In connection with our opinion expressed below, we have examined such documents and such matters of fact and law as we deem necessary to render the opinions contained herein. In our examination, we have assumed, but have not independently verified, the genuineness of all signatures, the conformity to original documents of all documents submitted to us as certified, facsimile or other copies, and the authenticity of all such documents. As to questions of fact material to this opinion, we have relied on certificates or comparable documents of public officials and of officers and representatives of the Company.

 

Based upon the foregoing assumptions, and subject to the qualifications set forth in this opinion letter, having considered such questions of law as we have deemed necessary as a basis for the opinion expressed below, we are of the opinion that the Shares that have been issued or that will be issued by the Company under and in accordance with the terms of the Plan, when sold in accordance with the terms of the Plan, will be validly issued, fully paid and non-assessable.

 

The opinions expressed herein are limited to the Delaware General Corporation Law.

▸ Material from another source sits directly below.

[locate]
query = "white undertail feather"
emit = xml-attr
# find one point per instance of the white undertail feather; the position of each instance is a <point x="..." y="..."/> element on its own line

We do not express any opinion as to the effect on the matters covered by this letter of the laws of any other jurisdiction. The opinion expressed above is as of the date hereof only, and we express no opinion as to, and assume no responsibility for, the effect of any fact or circumstance occurring, or of which we learn, subsequent to the date of this opinion letter, including, without limitation, legislative and other changes in the law or changes in circumstances affecting any party. We assume no responsibility to update this opinion letter for, or to advise you of, any such facts or circumstances of which we become aware, regardless of whether or not they affect the opinion expressed in this opinion letter.

 

 

 

 

 

 

We hereby consent to the filing of this letter as Exhibit 5.1 to the Registration Statement. In giving such consent, we do not hereby admit that we are in the category of persons whose consent is required under Section 7 of the Act or the rules and regulations of the Commission.